“I wish this was a game.” He flicks his fingers, and four red marks appear over planets on the tapestry of glowing stars in the three-dimensional map in front of me. “If you wish, you can verify the Mark-10 footage yourself. Or you can trust me,” he says, glancing to the side and down at me, his blue eyes inscrutable.
His Empire and Pentaris are rivals, and yet he is sharing classified information, and I know he would not lie to me. I felt it, in that moment where time stretched onwards, when I truly knew the alien prince.
It makes all the deliciously dark promises all the more frightening, because he believes them…
And I am starting to, as well. It’s hard to keep focused with eight-foot-tall of muscled, primal strength to my left, and two huge beasts across from me, sitting in their marble thrones like they are an extension of them, as if they were sculpted from the same block of marble.
“Something has changed. Either the War-God was hiding his abilities, or he has gained new ones.” I look up at Doman, my eyes tracing the contours of his side profile. His thick, blond mane cascading, a rebellious tumble that he pushes away from his eyes as he stares into the planetary map. His face is chiseled, all hard lines and strong, warrior features. “You knew. That’s why you were so generous with your offer. You’re going to set up military bases in Pentaris, where you are protected.”
He waves his hand and the map disappears. “You suspect me at every turn. I have been nothing but fair with you.”
“You manipulated me into a marriage proposal.”
“I manipulated you? I’ve heard there has been non-stop drinking on Frosthold since the deal terms were revealed. Everyone in this sector thinks you’re a genius who made us bow to your wishes.”
“I didn’t feel like such a genius when you leapt over the magma and kissed me in front of the universe.”
Doman gestures to the empty middle throne. “Sit up there, that we can speak eye to eye.”
“Oh? It won’t bother you to have a human on your Aurelian throne?”
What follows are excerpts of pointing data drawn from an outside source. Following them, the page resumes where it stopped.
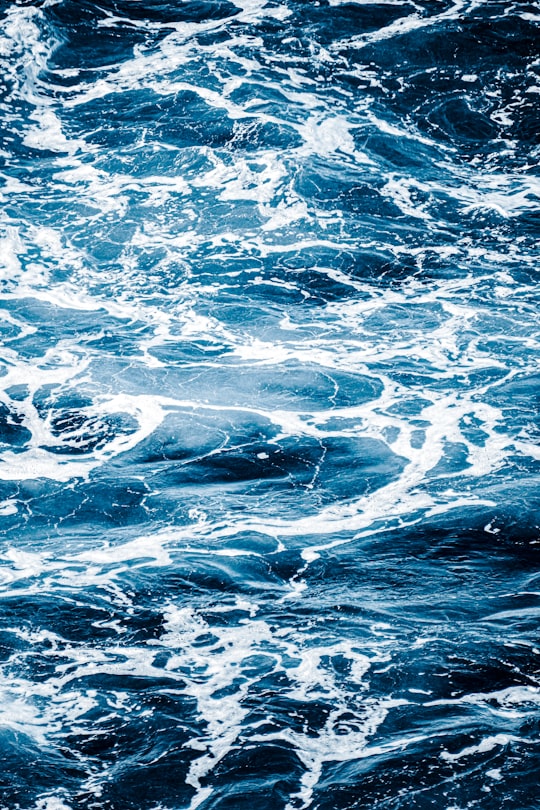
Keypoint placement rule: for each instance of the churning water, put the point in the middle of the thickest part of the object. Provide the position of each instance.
(269, 439)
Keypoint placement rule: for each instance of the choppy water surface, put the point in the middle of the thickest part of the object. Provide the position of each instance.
(269, 459)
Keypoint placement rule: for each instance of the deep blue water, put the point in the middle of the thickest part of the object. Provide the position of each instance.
(269, 453)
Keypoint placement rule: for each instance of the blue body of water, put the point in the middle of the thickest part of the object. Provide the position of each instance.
(269, 451)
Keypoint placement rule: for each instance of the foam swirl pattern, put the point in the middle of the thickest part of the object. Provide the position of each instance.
(269, 405)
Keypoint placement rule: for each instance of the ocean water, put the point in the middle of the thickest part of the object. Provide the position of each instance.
(269, 453)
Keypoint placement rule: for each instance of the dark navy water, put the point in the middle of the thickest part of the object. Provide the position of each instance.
(269, 453)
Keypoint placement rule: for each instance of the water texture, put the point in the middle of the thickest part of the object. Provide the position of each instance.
(269, 427)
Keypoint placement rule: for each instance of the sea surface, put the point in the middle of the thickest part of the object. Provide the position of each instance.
(269, 456)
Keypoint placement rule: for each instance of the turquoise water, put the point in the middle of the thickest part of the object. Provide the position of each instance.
(269, 412)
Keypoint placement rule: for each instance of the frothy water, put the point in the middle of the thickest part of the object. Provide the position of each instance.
(269, 409)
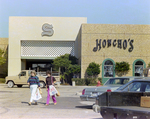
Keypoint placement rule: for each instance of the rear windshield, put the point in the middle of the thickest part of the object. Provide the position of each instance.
(117, 81)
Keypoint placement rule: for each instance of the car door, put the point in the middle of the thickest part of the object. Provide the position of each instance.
(23, 77)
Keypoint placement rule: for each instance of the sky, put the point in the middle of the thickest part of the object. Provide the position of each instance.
(96, 11)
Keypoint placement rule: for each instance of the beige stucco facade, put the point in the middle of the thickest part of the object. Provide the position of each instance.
(30, 29)
(4, 67)
(89, 42)
(139, 34)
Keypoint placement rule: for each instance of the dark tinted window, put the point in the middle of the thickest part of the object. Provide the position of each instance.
(119, 81)
(22, 73)
(138, 86)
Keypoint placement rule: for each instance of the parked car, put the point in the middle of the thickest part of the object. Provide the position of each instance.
(110, 85)
(127, 103)
(21, 79)
(140, 85)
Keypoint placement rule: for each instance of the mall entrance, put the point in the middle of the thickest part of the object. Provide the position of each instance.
(41, 66)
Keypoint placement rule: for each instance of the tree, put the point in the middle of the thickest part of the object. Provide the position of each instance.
(64, 62)
(122, 68)
(93, 69)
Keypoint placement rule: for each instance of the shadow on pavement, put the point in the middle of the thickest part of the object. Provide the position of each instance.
(84, 107)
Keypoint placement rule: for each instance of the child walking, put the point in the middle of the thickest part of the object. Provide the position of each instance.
(50, 81)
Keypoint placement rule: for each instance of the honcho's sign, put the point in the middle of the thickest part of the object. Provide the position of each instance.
(119, 43)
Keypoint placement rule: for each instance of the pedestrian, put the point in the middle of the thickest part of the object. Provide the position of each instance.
(34, 83)
(50, 80)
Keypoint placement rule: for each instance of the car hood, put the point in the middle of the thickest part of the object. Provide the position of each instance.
(101, 89)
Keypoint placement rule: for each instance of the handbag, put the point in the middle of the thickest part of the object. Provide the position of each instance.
(37, 95)
(52, 90)
(57, 92)
(40, 91)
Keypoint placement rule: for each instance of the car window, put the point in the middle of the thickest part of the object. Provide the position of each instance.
(119, 81)
(23, 73)
(147, 89)
(138, 86)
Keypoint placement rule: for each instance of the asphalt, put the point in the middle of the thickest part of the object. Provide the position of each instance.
(14, 104)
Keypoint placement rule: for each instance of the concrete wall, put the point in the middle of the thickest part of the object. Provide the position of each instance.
(30, 28)
(4, 46)
(90, 32)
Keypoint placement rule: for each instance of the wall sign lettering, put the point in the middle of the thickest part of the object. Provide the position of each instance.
(47, 30)
(119, 43)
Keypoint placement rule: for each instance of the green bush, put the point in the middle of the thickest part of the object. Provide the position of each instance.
(93, 69)
(79, 81)
(100, 79)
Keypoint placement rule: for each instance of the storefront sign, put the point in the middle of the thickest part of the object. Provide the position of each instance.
(47, 30)
(122, 44)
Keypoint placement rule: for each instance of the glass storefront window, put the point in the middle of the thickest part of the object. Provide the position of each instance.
(108, 69)
(139, 68)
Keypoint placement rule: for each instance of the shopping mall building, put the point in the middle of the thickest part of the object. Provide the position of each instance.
(35, 41)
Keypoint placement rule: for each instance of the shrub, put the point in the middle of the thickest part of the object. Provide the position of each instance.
(93, 69)
(79, 81)
(122, 68)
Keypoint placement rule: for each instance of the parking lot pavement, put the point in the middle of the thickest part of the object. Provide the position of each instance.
(13, 104)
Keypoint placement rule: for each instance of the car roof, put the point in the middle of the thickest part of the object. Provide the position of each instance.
(144, 79)
(128, 77)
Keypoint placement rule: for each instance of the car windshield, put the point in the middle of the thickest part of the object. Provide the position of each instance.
(138, 86)
(117, 81)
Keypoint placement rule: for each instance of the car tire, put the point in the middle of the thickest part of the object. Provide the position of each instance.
(19, 86)
(10, 84)
(42, 84)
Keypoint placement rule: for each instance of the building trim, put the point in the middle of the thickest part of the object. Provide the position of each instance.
(133, 66)
(37, 57)
(104, 79)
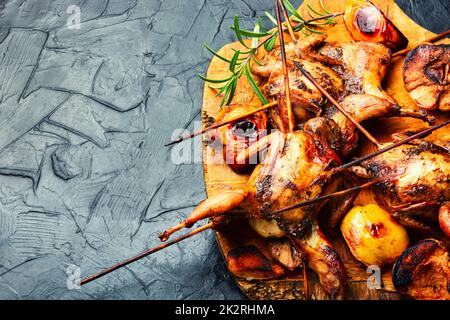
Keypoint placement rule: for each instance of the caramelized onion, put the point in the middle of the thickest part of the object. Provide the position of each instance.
(366, 22)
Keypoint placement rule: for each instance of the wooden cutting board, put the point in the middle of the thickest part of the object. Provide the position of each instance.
(219, 177)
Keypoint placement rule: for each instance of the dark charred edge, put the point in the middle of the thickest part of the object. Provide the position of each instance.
(338, 269)
(410, 259)
(240, 254)
(412, 54)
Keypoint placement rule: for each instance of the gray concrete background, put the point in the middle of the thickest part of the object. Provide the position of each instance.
(84, 179)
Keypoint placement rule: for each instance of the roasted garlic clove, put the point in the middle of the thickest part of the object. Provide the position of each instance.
(426, 76)
(239, 135)
(373, 236)
(423, 271)
(366, 22)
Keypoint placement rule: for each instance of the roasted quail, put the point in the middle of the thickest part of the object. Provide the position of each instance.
(426, 74)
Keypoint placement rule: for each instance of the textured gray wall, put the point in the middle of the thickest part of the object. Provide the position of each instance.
(84, 113)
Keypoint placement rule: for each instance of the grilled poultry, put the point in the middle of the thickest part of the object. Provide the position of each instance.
(239, 135)
(362, 65)
(293, 171)
(423, 271)
(416, 183)
(366, 22)
(341, 68)
(426, 74)
(307, 101)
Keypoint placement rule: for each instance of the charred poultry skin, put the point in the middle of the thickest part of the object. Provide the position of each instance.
(423, 271)
(416, 182)
(341, 68)
(236, 136)
(295, 170)
(307, 101)
(426, 74)
(366, 22)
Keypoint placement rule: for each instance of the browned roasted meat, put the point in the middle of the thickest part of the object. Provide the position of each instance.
(415, 182)
(271, 62)
(239, 135)
(362, 65)
(426, 74)
(341, 68)
(423, 271)
(366, 22)
(307, 101)
(294, 170)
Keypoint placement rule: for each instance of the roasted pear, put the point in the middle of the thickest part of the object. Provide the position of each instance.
(423, 271)
(366, 22)
(373, 236)
(426, 76)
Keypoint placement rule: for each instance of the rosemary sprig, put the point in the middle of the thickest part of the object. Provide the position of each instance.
(239, 64)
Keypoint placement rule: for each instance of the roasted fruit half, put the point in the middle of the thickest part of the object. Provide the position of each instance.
(239, 135)
(426, 76)
(373, 236)
(423, 271)
(366, 22)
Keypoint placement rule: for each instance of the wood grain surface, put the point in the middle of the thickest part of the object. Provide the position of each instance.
(219, 176)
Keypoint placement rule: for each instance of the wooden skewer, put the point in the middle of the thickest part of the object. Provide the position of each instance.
(144, 254)
(290, 114)
(328, 16)
(286, 18)
(222, 123)
(305, 281)
(359, 160)
(432, 39)
(336, 104)
(328, 196)
(417, 135)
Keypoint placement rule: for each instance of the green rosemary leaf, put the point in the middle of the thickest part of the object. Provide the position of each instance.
(243, 52)
(291, 9)
(234, 60)
(312, 30)
(216, 54)
(231, 91)
(312, 10)
(323, 7)
(214, 80)
(270, 43)
(305, 33)
(271, 17)
(251, 34)
(257, 61)
(257, 29)
(254, 85)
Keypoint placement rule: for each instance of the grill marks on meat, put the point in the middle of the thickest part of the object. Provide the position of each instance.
(426, 76)
(416, 180)
(362, 65)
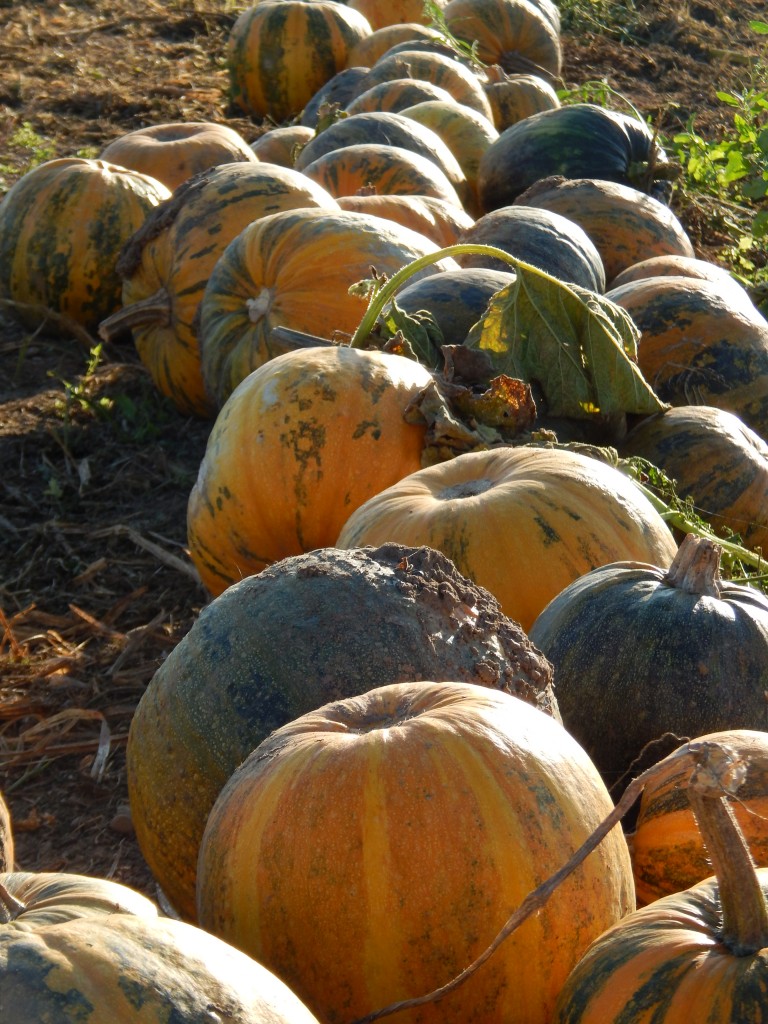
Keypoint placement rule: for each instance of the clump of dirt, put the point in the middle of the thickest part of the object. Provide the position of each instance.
(95, 467)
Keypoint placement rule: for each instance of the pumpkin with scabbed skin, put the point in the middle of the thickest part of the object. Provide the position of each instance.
(303, 440)
(697, 660)
(168, 262)
(62, 226)
(309, 629)
(371, 850)
(280, 52)
(74, 948)
(295, 269)
(523, 522)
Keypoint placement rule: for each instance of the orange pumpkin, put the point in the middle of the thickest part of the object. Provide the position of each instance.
(62, 226)
(173, 153)
(168, 263)
(369, 851)
(523, 522)
(667, 849)
(280, 52)
(302, 441)
(516, 35)
(295, 269)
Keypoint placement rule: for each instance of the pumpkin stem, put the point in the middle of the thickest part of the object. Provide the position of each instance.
(718, 772)
(10, 907)
(696, 567)
(154, 309)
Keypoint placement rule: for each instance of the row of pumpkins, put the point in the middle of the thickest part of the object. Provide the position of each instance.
(402, 709)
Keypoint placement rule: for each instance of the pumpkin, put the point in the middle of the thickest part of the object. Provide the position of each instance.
(172, 153)
(167, 265)
(386, 168)
(523, 522)
(91, 950)
(436, 219)
(626, 224)
(393, 12)
(308, 629)
(667, 849)
(280, 52)
(546, 240)
(333, 95)
(700, 344)
(698, 954)
(295, 269)
(281, 145)
(6, 838)
(368, 50)
(578, 140)
(394, 95)
(429, 66)
(385, 128)
(466, 132)
(62, 225)
(516, 35)
(513, 97)
(303, 440)
(457, 299)
(368, 851)
(698, 663)
(716, 461)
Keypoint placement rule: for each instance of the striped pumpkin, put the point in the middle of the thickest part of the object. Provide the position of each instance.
(700, 344)
(387, 169)
(295, 269)
(62, 226)
(170, 260)
(523, 522)
(280, 52)
(373, 849)
(626, 224)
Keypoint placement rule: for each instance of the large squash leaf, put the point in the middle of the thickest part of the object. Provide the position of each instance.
(579, 346)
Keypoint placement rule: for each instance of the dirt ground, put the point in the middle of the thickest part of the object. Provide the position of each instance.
(95, 467)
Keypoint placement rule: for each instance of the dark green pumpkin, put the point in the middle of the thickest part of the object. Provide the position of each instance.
(305, 631)
(640, 652)
(546, 240)
(578, 140)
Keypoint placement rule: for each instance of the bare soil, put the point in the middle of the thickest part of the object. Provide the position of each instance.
(95, 467)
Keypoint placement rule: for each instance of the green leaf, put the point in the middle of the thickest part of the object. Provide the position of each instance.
(579, 346)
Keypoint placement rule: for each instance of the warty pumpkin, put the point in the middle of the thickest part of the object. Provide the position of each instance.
(668, 852)
(697, 662)
(626, 224)
(370, 850)
(715, 460)
(295, 269)
(523, 522)
(696, 955)
(172, 153)
(62, 226)
(167, 264)
(301, 442)
(700, 344)
(309, 629)
(74, 948)
(280, 52)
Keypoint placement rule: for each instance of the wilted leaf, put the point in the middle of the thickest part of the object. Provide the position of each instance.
(579, 346)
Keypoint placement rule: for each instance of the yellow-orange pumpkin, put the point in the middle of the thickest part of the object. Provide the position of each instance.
(369, 851)
(302, 441)
(523, 522)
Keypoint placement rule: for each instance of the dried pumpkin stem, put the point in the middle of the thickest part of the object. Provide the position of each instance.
(10, 907)
(742, 903)
(536, 899)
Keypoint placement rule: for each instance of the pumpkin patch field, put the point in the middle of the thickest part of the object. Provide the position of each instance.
(248, 528)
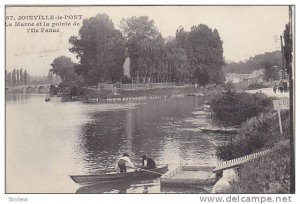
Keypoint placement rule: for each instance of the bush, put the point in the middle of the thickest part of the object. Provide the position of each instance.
(235, 108)
(256, 86)
(268, 174)
(257, 133)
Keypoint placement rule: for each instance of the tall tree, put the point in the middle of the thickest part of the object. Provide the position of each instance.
(101, 50)
(21, 77)
(9, 79)
(50, 77)
(145, 48)
(176, 61)
(6, 78)
(205, 54)
(18, 78)
(13, 77)
(288, 48)
(65, 69)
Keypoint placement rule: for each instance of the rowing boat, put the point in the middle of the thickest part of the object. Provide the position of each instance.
(114, 177)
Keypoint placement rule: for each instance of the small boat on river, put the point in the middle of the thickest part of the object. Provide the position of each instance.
(220, 130)
(114, 177)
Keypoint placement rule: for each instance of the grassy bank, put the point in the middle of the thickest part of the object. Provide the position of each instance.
(259, 131)
(268, 174)
(104, 94)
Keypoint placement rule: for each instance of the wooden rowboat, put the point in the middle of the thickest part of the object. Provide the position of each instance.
(114, 177)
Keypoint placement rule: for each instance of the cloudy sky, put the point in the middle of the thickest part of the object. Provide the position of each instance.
(245, 30)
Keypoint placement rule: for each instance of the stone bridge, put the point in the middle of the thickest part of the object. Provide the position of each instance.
(33, 88)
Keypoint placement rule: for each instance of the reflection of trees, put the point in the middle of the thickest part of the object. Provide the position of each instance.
(136, 131)
(102, 138)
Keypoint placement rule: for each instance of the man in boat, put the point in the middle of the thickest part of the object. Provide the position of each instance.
(123, 162)
(148, 163)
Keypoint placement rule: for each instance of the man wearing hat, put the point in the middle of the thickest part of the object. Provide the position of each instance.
(123, 162)
(148, 163)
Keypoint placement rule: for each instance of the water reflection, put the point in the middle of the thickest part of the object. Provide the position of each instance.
(75, 138)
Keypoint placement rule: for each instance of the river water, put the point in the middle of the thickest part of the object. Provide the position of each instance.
(48, 141)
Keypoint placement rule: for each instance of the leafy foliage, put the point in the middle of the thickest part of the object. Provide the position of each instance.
(268, 174)
(101, 49)
(235, 108)
(261, 61)
(256, 133)
(65, 69)
(204, 53)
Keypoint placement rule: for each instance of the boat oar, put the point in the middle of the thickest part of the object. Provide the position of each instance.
(146, 170)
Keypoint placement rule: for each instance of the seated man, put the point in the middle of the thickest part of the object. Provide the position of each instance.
(148, 163)
(123, 162)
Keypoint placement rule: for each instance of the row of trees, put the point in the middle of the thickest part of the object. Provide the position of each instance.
(17, 77)
(195, 55)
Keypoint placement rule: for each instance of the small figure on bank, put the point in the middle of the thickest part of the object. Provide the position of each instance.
(148, 163)
(274, 88)
(123, 162)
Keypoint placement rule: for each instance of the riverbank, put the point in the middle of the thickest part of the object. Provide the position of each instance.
(269, 173)
(95, 96)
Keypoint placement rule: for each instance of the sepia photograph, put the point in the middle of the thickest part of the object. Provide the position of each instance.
(157, 99)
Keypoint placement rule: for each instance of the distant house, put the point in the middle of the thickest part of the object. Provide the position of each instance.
(237, 78)
(255, 77)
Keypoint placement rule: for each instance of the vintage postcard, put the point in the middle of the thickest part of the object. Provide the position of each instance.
(149, 99)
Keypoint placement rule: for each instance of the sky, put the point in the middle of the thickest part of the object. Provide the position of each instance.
(245, 30)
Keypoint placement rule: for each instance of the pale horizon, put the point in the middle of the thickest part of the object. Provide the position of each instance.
(246, 31)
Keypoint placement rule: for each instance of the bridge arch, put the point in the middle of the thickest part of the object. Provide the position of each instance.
(30, 89)
(42, 89)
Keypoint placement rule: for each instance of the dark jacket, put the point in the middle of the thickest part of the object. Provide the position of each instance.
(150, 163)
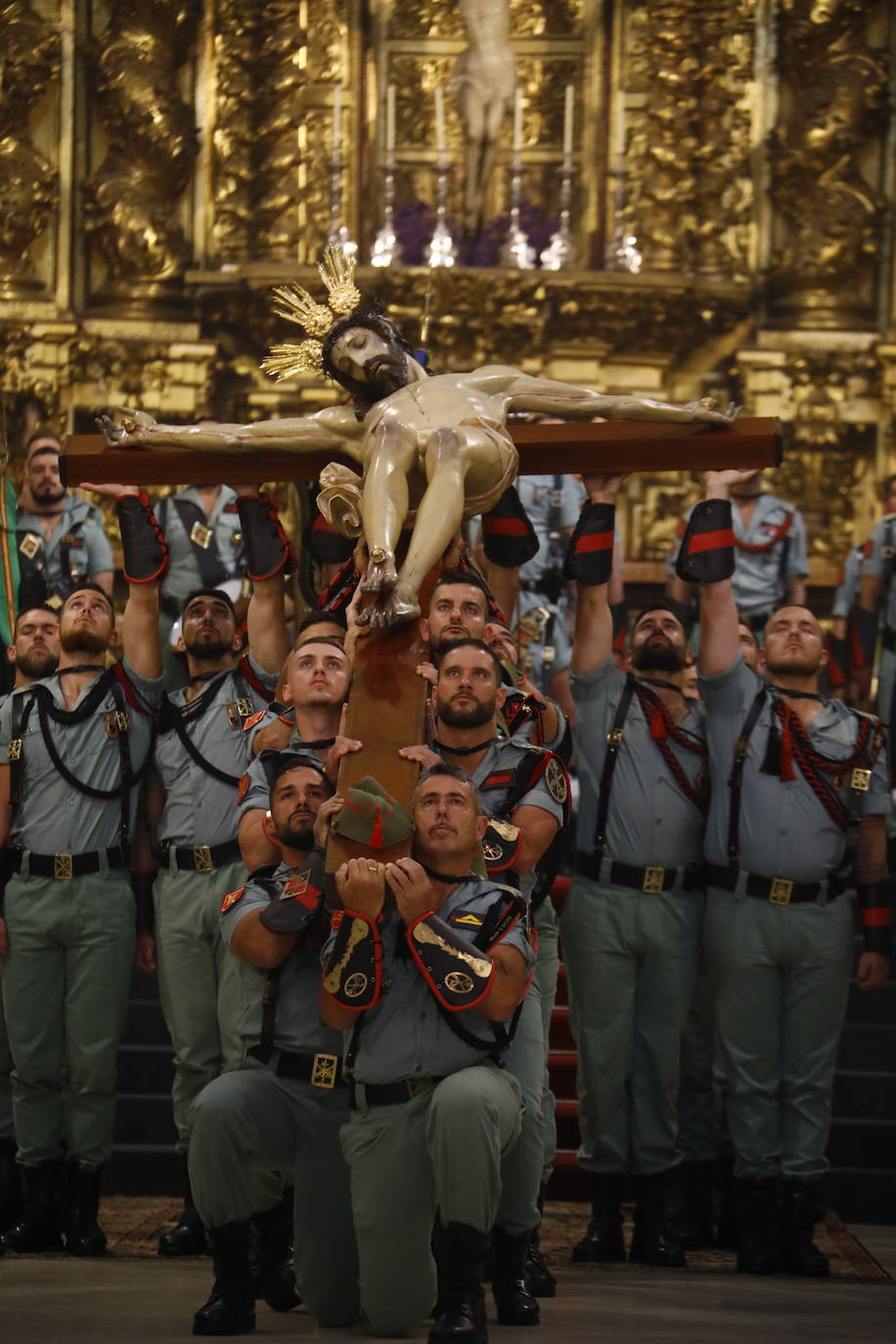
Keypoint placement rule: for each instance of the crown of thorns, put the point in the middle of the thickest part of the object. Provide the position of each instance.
(295, 305)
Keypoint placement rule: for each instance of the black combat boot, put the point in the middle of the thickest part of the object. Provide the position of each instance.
(463, 1316)
(188, 1235)
(512, 1296)
(10, 1186)
(538, 1276)
(276, 1276)
(83, 1234)
(604, 1239)
(231, 1307)
(655, 1238)
(696, 1222)
(39, 1226)
(759, 1215)
(801, 1256)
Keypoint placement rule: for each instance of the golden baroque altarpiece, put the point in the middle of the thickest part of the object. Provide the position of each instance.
(162, 164)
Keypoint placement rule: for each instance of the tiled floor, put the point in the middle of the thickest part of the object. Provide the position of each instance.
(60, 1301)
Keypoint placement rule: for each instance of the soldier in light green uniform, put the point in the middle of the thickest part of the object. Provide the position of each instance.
(205, 549)
(201, 758)
(60, 536)
(68, 935)
(791, 773)
(285, 1105)
(525, 793)
(431, 1109)
(34, 653)
(632, 922)
(319, 675)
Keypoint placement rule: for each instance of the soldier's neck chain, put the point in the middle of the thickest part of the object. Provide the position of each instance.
(797, 695)
(449, 877)
(479, 746)
(666, 686)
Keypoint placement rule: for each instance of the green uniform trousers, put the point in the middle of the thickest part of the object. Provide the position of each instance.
(546, 984)
(65, 987)
(632, 962)
(701, 1096)
(250, 1118)
(441, 1150)
(522, 1164)
(7, 1128)
(781, 978)
(199, 981)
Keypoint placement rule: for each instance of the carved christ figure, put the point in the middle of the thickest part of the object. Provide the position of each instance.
(485, 81)
(431, 449)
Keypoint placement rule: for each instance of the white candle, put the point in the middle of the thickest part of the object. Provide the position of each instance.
(619, 143)
(337, 122)
(517, 122)
(439, 124)
(389, 121)
(567, 122)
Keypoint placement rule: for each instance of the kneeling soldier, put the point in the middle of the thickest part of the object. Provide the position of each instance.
(426, 989)
(284, 1107)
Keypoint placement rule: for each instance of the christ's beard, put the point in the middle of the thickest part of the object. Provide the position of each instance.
(389, 376)
(83, 642)
(38, 665)
(658, 657)
(471, 718)
(209, 650)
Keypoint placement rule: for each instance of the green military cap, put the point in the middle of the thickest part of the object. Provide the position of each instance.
(373, 816)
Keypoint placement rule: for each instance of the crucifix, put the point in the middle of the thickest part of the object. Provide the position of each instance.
(411, 450)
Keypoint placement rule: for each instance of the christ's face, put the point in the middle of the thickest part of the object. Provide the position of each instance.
(371, 359)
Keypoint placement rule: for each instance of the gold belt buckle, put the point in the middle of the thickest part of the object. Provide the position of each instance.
(324, 1070)
(417, 1085)
(653, 879)
(202, 859)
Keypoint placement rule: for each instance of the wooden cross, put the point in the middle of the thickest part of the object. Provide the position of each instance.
(387, 703)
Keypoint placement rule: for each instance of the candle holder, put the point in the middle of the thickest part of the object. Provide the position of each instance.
(338, 234)
(387, 250)
(516, 251)
(442, 248)
(560, 250)
(622, 250)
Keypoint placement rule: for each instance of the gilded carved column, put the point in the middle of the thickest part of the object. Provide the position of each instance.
(687, 70)
(28, 64)
(135, 207)
(827, 162)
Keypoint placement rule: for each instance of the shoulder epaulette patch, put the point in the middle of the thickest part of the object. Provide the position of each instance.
(230, 899)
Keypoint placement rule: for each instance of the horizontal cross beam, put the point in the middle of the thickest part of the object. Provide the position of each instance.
(607, 446)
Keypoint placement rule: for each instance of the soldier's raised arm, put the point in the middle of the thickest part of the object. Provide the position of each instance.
(590, 563)
(707, 557)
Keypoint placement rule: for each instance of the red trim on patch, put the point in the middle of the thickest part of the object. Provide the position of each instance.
(711, 541)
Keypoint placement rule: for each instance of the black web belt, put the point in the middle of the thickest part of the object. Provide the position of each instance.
(202, 858)
(780, 891)
(651, 877)
(391, 1095)
(320, 1069)
(64, 866)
“No one but I has ever sat on that throne. I would have you be the first.”
The throne towers, somehow both hard, edged lines and a strange, molded softness. I walk up to it and look up at the huge marble strength of it. Doman walks behind me.
“May I?” he asks, and I nod, ever so slightly. He grabs me by the waist, lifting me like I am weightless, and turns me, placingme on the throne. Then he steps back, down the steps, until we are eye to eye.
Silence stretches for a few long moments, while I feel I am perched in a giant’s chair.
“When I first felt your aura, you did not hate us so.”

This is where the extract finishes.